Evaluation of the intrinsic thermal performance of an envelope in hot period

Abstract

Ensuring the proper thermal performance of a building’s envelope upon reception is an important stage in the life cycle of the building. Several methods already exist for this purpose, and continue to be improved, such as co-heating, ISABELE, EPILOG, QUB and SEREINE. All these methods follow the common protocol consisting of heating the measured building with an electrical system. These measurement protocols quantify the dynamic evolution of interior and outdoor temperatures, and the thermal power injected into the building. These data are used in calibration algorithms to determine, by an inverse method, a heat loss value. These methods require a difference of a few degrees between the interior and the exterior which can cause in summer periods a risk of damaging the building, as the outside temperature may already be high.

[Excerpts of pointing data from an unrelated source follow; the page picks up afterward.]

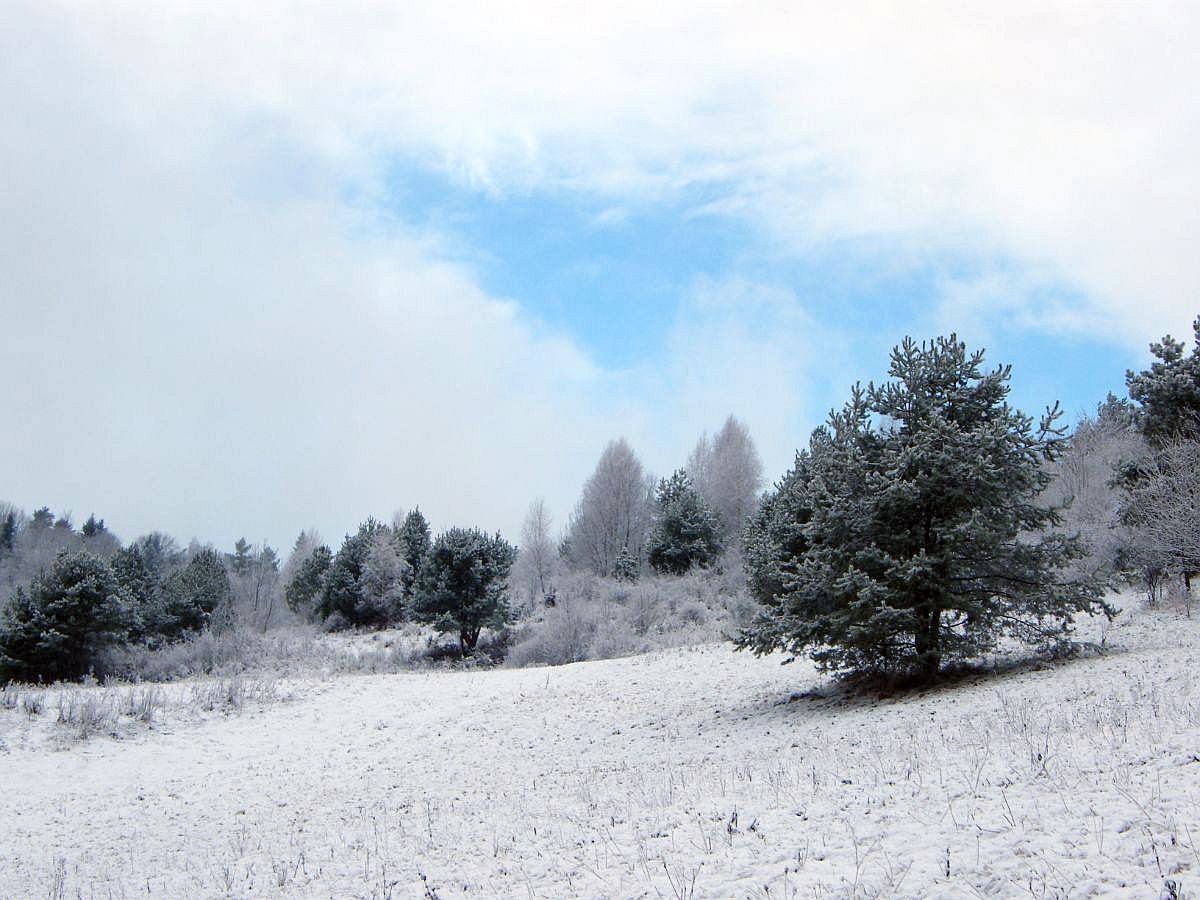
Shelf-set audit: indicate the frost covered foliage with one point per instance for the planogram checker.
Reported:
(727, 474)
(613, 514)
(64, 622)
(364, 585)
(1159, 507)
(685, 531)
(910, 532)
(1169, 391)
(1085, 483)
(463, 583)
(605, 618)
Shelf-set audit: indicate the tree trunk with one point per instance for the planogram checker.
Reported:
(928, 643)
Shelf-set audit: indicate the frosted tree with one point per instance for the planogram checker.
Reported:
(534, 569)
(911, 532)
(726, 473)
(685, 531)
(59, 628)
(1085, 485)
(613, 513)
(1169, 391)
(462, 585)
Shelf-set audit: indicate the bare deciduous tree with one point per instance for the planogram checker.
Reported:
(613, 514)
(1162, 510)
(727, 474)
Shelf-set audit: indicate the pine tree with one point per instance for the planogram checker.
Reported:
(197, 597)
(627, 568)
(306, 587)
(910, 532)
(1169, 391)
(685, 529)
(59, 628)
(363, 583)
(462, 583)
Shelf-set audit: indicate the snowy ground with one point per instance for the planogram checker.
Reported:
(684, 773)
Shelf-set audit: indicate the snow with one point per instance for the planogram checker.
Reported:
(695, 772)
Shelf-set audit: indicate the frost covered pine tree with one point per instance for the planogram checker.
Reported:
(59, 628)
(685, 529)
(462, 585)
(1169, 391)
(613, 514)
(910, 533)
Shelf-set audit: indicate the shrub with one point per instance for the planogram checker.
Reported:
(911, 532)
(61, 625)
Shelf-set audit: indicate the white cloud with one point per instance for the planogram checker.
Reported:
(174, 216)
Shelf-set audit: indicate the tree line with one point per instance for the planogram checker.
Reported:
(924, 521)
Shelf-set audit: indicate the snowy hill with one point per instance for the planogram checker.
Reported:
(687, 773)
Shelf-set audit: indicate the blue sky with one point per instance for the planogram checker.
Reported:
(612, 279)
(281, 268)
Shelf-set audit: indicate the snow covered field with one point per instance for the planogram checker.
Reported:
(679, 774)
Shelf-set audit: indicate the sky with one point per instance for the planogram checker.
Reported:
(270, 267)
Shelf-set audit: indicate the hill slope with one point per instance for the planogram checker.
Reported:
(678, 774)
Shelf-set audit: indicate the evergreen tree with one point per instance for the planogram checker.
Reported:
(42, 520)
(363, 583)
(685, 529)
(461, 587)
(141, 591)
(625, 567)
(306, 587)
(197, 597)
(59, 628)
(7, 533)
(414, 537)
(910, 533)
(1169, 391)
(613, 511)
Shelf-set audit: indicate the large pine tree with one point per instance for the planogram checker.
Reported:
(911, 532)
(685, 529)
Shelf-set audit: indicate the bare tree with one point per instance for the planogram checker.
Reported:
(1085, 486)
(727, 474)
(613, 513)
(534, 569)
(1162, 510)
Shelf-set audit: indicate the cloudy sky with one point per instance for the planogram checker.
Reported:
(282, 265)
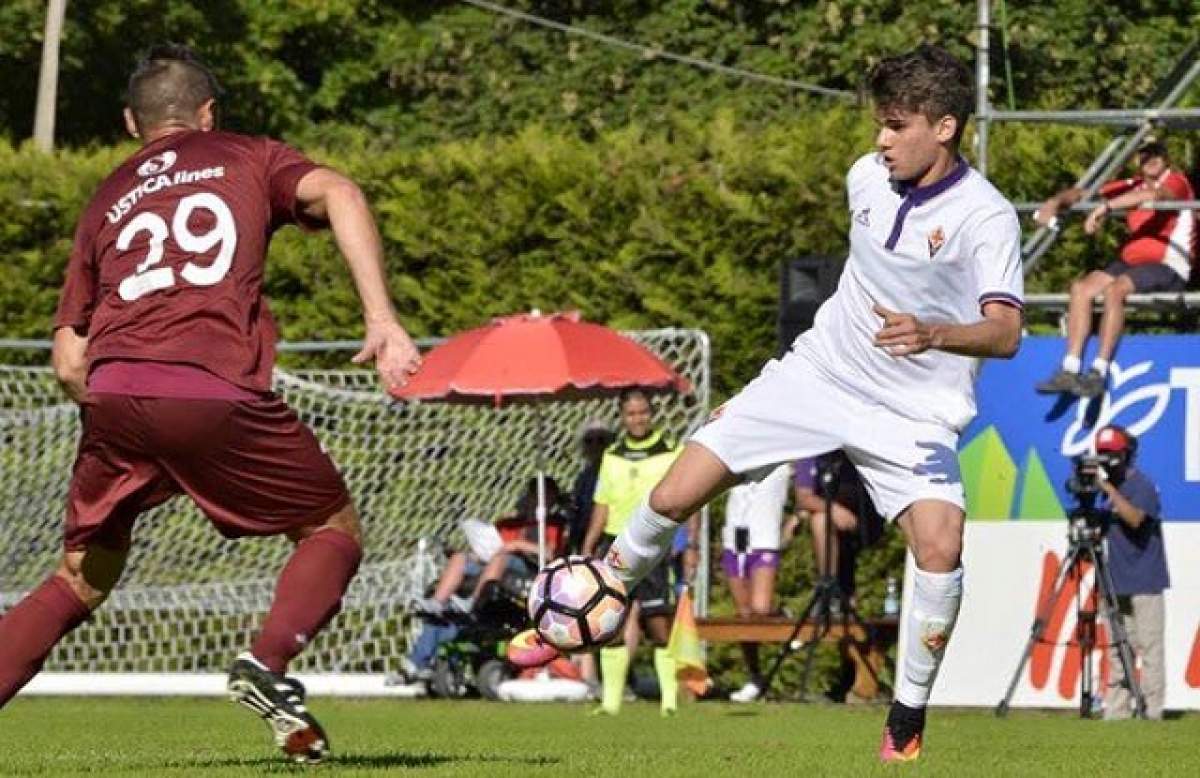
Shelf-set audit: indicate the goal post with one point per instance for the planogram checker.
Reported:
(190, 599)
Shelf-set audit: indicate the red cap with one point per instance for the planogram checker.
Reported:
(1111, 438)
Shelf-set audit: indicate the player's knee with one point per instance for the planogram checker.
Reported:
(91, 580)
(939, 554)
(345, 521)
(667, 500)
(1116, 293)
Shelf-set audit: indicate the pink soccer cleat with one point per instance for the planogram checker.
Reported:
(528, 650)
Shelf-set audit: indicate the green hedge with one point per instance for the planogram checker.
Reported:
(420, 72)
(683, 226)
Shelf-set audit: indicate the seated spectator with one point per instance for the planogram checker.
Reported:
(853, 520)
(519, 533)
(514, 552)
(754, 518)
(1156, 257)
(855, 525)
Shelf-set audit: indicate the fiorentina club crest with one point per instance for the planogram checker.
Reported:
(936, 240)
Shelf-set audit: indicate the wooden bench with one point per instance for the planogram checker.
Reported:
(864, 642)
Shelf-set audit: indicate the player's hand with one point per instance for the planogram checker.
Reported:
(690, 564)
(394, 353)
(903, 334)
(1047, 213)
(1096, 219)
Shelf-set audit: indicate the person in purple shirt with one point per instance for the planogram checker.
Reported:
(1138, 562)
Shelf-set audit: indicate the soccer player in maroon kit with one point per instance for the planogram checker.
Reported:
(165, 340)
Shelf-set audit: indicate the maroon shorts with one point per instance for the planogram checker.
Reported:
(251, 466)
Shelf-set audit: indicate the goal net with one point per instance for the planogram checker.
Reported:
(190, 599)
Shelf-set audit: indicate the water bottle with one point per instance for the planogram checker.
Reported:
(892, 598)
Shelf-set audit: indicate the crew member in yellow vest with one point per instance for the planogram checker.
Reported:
(629, 470)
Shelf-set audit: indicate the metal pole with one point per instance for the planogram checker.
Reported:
(982, 78)
(48, 77)
(1119, 150)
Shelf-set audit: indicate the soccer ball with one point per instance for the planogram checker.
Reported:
(577, 603)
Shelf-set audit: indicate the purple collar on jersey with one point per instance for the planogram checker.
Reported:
(915, 196)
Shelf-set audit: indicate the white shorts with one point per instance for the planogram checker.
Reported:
(757, 507)
(793, 410)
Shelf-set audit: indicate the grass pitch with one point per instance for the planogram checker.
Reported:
(214, 737)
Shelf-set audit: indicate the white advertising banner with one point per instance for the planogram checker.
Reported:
(1009, 567)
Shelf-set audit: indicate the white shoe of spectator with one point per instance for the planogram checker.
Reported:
(430, 606)
(749, 693)
(461, 604)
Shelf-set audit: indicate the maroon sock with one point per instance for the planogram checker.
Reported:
(309, 594)
(31, 628)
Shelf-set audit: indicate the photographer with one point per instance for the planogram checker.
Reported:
(1138, 563)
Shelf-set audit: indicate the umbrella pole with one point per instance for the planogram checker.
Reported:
(541, 490)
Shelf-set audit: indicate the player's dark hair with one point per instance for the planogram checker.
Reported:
(928, 81)
(629, 393)
(168, 84)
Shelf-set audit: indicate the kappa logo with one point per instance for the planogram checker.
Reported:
(157, 163)
(936, 240)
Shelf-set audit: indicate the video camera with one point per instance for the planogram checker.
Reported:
(1085, 480)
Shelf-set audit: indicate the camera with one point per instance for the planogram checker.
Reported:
(1085, 480)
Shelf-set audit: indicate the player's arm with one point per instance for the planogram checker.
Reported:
(325, 195)
(1056, 203)
(595, 528)
(69, 355)
(997, 335)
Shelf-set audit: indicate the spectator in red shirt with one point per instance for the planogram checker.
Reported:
(165, 340)
(1157, 257)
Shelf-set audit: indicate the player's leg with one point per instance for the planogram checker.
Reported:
(934, 532)
(911, 472)
(615, 662)
(771, 420)
(1079, 327)
(737, 578)
(658, 610)
(310, 588)
(693, 479)
(34, 626)
(256, 470)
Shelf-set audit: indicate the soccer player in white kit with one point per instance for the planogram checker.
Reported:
(931, 285)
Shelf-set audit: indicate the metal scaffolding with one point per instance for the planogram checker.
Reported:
(1134, 126)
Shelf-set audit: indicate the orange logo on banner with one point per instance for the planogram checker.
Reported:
(1192, 676)
(1042, 658)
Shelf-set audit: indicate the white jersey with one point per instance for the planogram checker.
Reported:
(939, 252)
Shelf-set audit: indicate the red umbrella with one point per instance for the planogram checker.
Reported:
(529, 358)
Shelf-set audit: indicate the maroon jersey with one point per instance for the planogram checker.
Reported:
(169, 255)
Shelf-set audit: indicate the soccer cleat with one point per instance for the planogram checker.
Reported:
(1090, 384)
(279, 700)
(749, 693)
(903, 734)
(528, 650)
(1062, 382)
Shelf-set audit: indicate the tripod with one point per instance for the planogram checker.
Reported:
(826, 590)
(1086, 544)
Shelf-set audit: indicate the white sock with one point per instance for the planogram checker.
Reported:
(641, 545)
(930, 621)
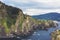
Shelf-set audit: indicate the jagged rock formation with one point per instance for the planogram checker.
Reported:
(55, 35)
(13, 22)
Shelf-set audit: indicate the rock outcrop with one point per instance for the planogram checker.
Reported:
(55, 35)
(14, 23)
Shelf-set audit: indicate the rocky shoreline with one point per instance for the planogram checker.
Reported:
(15, 24)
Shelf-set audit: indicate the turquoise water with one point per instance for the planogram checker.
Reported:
(42, 34)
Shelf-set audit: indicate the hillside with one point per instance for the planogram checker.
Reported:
(13, 22)
(49, 16)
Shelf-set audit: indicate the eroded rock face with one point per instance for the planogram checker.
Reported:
(55, 35)
(14, 23)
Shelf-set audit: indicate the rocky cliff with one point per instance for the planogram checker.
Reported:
(14, 23)
(55, 35)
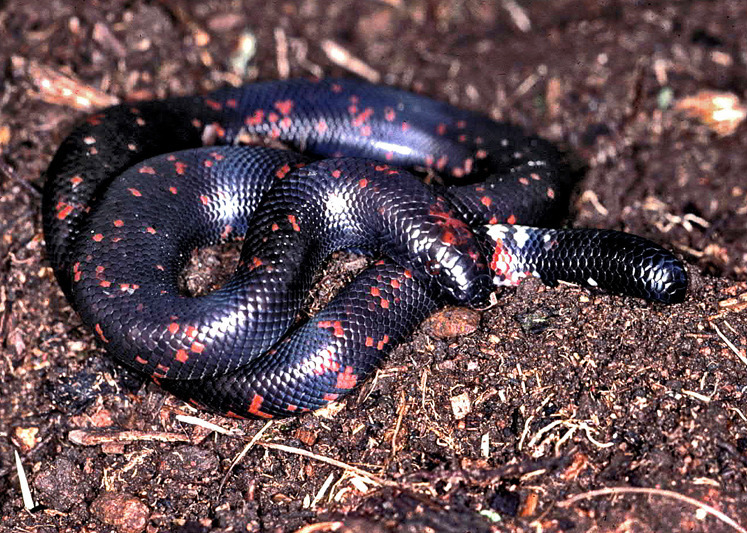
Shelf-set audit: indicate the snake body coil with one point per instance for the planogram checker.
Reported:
(133, 190)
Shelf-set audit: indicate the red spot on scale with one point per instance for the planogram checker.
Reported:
(335, 325)
(63, 210)
(282, 171)
(256, 405)
(346, 379)
(182, 356)
(197, 347)
(284, 106)
(294, 223)
(255, 119)
(362, 117)
(100, 332)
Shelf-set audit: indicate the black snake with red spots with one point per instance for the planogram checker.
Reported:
(134, 189)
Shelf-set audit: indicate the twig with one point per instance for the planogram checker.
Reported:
(329, 461)
(654, 492)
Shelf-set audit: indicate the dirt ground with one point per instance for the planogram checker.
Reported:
(565, 410)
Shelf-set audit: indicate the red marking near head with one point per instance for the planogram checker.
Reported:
(346, 379)
(294, 223)
(181, 355)
(100, 332)
(282, 171)
(284, 106)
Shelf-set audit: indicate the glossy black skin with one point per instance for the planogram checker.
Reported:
(120, 221)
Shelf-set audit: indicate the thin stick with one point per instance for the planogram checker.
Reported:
(330, 461)
(655, 492)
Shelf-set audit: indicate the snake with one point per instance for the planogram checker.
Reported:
(448, 203)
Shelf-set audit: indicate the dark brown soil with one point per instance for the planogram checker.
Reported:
(569, 390)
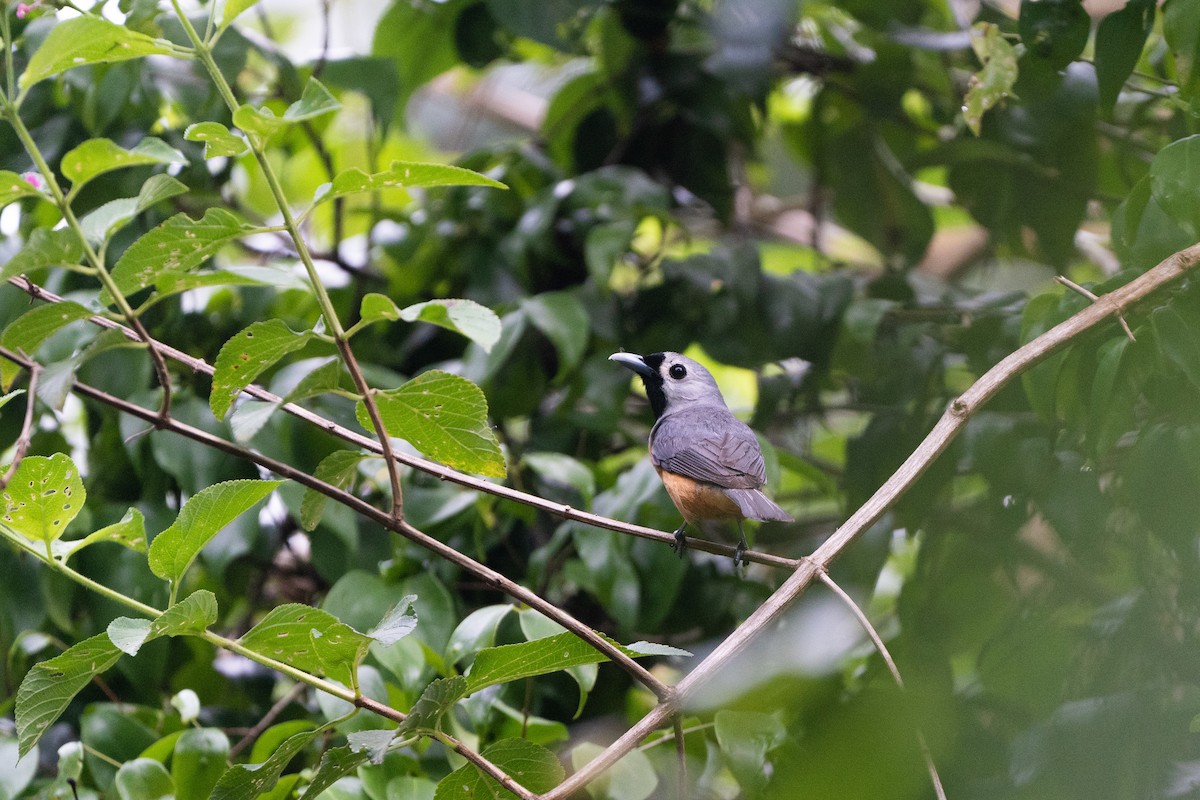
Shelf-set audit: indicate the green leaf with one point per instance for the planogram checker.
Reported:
(130, 531)
(995, 80)
(219, 140)
(28, 331)
(178, 245)
(48, 687)
(249, 781)
(335, 764)
(144, 779)
(403, 174)
(99, 156)
(467, 317)
(246, 355)
(43, 248)
(310, 639)
(202, 518)
(445, 417)
(43, 497)
(88, 40)
(13, 187)
(339, 468)
(532, 765)
(233, 8)
(100, 224)
(1120, 40)
(425, 716)
(198, 761)
(562, 317)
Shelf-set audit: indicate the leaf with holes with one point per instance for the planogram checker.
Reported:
(445, 417)
(28, 331)
(339, 468)
(13, 187)
(45, 248)
(531, 765)
(88, 40)
(403, 174)
(99, 156)
(219, 140)
(475, 322)
(246, 355)
(49, 686)
(202, 518)
(310, 639)
(43, 497)
(249, 781)
(178, 245)
(435, 701)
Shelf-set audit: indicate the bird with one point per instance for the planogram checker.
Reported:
(709, 461)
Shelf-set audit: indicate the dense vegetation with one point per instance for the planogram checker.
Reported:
(235, 265)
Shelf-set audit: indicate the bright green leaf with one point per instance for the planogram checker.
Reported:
(445, 417)
(246, 355)
(202, 518)
(49, 686)
(28, 331)
(178, 245)
(13, 187)
(310, 639)
(88, 40)
(99, 156)
(43, 497)
(403, 174)
(219, 140)
(339, 468)
(532, 765)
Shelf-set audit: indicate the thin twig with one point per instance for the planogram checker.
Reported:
(27, 426)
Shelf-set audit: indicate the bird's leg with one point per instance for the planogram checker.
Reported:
(681, 542)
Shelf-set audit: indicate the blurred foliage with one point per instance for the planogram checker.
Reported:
(1038, 585)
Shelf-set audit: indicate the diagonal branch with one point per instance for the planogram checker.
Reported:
(927, 452)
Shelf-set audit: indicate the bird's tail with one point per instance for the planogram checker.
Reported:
(756, 505)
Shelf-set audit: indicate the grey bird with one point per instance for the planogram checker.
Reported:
(709, 461)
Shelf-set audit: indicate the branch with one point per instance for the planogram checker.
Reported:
(935, 443)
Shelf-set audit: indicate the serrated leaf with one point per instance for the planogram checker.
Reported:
(531, 765)
(397, 623)
(246, 355)
(435, 701)
(45, 248)
(310, 639)
(335, 764)
(28, 331)
(88, 40)
(339, 468)
(100, 224)
(562, 317)
(402, 174)
(99, 156)
(219, 140)
(202, 518)
(247, 781)
(13, 187)
(445, 417)
(43, 497)
(49, 686)
(178, 245)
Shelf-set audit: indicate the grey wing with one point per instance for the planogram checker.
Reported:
(708, 445)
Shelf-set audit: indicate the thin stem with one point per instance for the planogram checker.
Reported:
(323, 300)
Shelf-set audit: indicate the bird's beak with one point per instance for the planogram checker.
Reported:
(633, 361)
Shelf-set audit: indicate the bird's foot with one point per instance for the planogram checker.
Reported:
(681, 543)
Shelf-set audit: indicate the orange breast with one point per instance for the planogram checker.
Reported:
(699, 500)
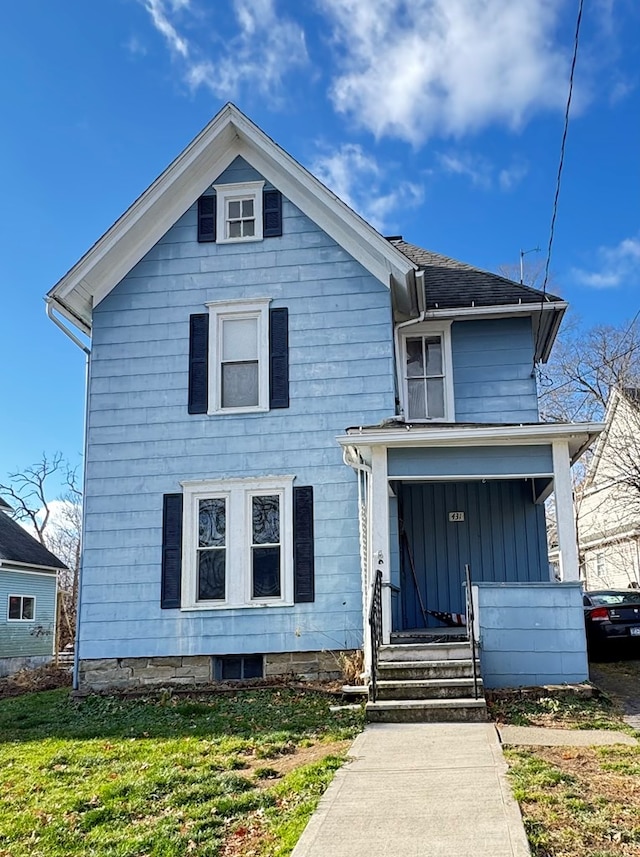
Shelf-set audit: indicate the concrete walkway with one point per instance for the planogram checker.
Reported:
(536, 736)
(419, 790)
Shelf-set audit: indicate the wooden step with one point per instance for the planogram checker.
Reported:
(438, 688)
(430, 669)
(424, 652)
(466, 710)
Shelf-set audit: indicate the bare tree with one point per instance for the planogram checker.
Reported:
(55, 522)
(586, 365)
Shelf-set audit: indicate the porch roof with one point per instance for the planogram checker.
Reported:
(398, 434)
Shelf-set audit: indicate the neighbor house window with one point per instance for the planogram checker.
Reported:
(239, 358)
(427, 382)
(21, 608)
(239, 212)
(238, 545)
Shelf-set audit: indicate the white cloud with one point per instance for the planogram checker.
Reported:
(616, 266)
(445, 67)
(473, 167)
(160, 18)
(482, 172)
(510, 177)
(135, 47)
(357, 178)
(263, 50)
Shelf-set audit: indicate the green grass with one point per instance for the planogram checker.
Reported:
(566, 710)
(578, 802)
(126, 778)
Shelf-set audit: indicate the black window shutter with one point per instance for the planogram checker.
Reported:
(171, 551)
(279, 358)
(271, 213)
(303, 551)
(198, 363)
(207, 218)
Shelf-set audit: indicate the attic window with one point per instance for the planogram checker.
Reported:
(427, 382)
(239, 212)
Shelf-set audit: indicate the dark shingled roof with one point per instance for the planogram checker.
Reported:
(450, 284)
(16, 545)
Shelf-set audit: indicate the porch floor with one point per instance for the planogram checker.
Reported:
(430, 635)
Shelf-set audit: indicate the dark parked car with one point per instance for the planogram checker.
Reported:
(612, 621)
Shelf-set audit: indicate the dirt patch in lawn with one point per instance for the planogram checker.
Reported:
(621, 681)
(579, 802)
(48, 677)
(288, 759)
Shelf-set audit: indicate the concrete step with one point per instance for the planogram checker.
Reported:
(447, 688)
(430, 669)
(427, 711)
(425, 652)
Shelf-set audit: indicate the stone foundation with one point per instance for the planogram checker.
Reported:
(9, 666)
(197, 670)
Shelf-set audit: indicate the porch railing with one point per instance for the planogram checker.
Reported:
(471, 628)
(375, 625)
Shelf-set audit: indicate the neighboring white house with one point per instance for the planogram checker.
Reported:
(28, 597)
(608, 507)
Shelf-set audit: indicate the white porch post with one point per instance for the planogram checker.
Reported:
(565, 515)
(380, 532)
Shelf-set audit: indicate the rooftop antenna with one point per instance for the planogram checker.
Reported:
(523, 253)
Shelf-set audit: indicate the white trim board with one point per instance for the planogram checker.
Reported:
(579, 436)
(24, 568)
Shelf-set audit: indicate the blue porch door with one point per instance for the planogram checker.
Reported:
(492, 525)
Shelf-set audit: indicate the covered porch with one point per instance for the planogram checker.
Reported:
(434, 499)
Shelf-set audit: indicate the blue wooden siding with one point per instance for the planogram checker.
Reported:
(25, 639)
(531, 634)
(142, 443)
(493, 371)
(502, 538)
(479, 461)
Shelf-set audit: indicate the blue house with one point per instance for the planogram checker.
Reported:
(285, 407)
(28, 597)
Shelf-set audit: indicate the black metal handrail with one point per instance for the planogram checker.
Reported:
(471, 628)
(375, 625)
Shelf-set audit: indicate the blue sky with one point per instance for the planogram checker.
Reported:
(439, 120)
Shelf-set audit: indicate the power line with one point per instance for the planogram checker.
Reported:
(554, 212)
(562, 147)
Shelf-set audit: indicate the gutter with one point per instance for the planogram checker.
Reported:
(58, 323)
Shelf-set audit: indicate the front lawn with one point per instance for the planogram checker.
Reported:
(578, 801)
(231, 774)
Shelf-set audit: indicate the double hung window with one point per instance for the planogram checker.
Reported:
(426, 373)
(238, 546)
(239, 212)
(239, 367)
(21, 608)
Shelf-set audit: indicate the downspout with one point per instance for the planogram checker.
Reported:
(396, 346)
(351, 458)
(87, 351)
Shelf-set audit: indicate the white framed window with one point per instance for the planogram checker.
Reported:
(239, 356)
(21, 608)
(238, 543)
(239, 212)
(427, 376)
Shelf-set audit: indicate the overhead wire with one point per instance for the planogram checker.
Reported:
(554, 212)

The objective of this work is to explore the possibility of determining the intrinsic thermal performance of a building’s envelope in the summer period using a cooling hydraulic system. Some encouraging experiments have been done on a square meter scale cell in an indoor environment. The focus of this paper is to test a similar method in an outdoor Passys test cell of 40m3 and explore the capacities and limitations of the method at this scale by varying several stress parameters of the enclosure. First, some electrical heating modes are run acting as reference values. Then, a hydraulic system is used to estimate the HLC value and gives comparable results to the electrical mode considering an uncertainty of 2 W/K. Third step is to setup cooling scenario with the hydraulic system. Some of the results are also comparable with the heating mode and some limits are highlighted such as the cooling power limitation to avoid water condensation into the cell. This impact of condensation is then studied and seems to have a limited impact on the results for this experiment.